QT延長症候群２型における早期後脱分極を介した致死性不整脈の発生メカニズム：in silico 研究

抄録

Reentry is a basic mechanism of cardiac arrhythmias. In particular, torsades de pointes (TdP) is a spiral excitation wave reentry that meanders through the ventricles. Based on clinical studies showing that early afterdepolarization (EAD) precedes the development of TdP in patients with long QT syndrome type II, it has been suggested that ventricular arrhythmias are triggered by the development of EAD mediated by excessive prolongation of the action potential of ventricular myocytes inducing QT prolongation in ECG. However, the role of EAD in the generation of TdP remains unclear. In the present study, we investigated the relationship between EAD and TdP initiation by constructing a 6 × 6 cm (600 × 600 units) myocardial sheet model consisting of a human ventricular myocyte model (Kurata et al., Biophys J, 2005) and performing simulations of excitation propagation.

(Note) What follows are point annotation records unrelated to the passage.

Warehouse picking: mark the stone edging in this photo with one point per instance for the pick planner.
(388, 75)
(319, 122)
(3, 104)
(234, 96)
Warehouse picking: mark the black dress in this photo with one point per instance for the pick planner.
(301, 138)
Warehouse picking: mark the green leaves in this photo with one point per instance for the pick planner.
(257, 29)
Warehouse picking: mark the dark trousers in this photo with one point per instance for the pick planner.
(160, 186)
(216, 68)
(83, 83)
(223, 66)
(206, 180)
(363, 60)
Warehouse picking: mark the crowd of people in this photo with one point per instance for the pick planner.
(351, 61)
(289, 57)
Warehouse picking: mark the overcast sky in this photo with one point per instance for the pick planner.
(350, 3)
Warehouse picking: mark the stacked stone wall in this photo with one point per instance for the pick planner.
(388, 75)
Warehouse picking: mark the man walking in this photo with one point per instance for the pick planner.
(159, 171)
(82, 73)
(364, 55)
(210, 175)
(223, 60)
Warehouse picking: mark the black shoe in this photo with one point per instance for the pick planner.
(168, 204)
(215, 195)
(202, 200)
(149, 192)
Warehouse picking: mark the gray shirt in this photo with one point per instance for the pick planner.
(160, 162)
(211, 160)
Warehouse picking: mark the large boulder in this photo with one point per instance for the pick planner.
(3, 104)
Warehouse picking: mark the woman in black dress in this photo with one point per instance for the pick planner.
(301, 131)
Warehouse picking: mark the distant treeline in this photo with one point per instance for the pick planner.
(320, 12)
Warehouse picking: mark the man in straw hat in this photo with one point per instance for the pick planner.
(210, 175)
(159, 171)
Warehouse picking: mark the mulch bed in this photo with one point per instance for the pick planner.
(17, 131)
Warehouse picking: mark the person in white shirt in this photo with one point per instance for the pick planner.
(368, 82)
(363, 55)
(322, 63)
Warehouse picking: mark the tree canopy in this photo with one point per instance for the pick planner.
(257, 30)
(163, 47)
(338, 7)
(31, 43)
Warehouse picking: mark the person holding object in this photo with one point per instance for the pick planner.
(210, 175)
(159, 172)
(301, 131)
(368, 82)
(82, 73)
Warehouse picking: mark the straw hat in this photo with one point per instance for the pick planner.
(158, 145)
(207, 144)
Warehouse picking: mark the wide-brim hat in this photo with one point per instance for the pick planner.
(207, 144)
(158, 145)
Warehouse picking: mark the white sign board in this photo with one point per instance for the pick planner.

The EADs were assumed to occur in islands (clusters) in the ventricular tissue, and the relationship between the change in the number of EAD clusters and the spiral excitation wave (TdP) initiation was investigated. In the case of a single island (400 x 400 unit EAD cluster), spiral excitation wave initiations did not occur. On the other hand, spiral excitation waves were caused by dividing the 400 × 400 unit EAD cluster into 4, 9, and 16 islands. However, no spiral excitation occurred in the 25 clusters. This suggests that not only the spatial distribution of EAD clusters but also the cluster size influences the TdP initiation. Clustering EAD-evoked cardiomyocytes and discontinuous distributions of the clusters may promote the TdP initiation, i.e., may increase the risk for lethal arrhythmia in patients with LQT2.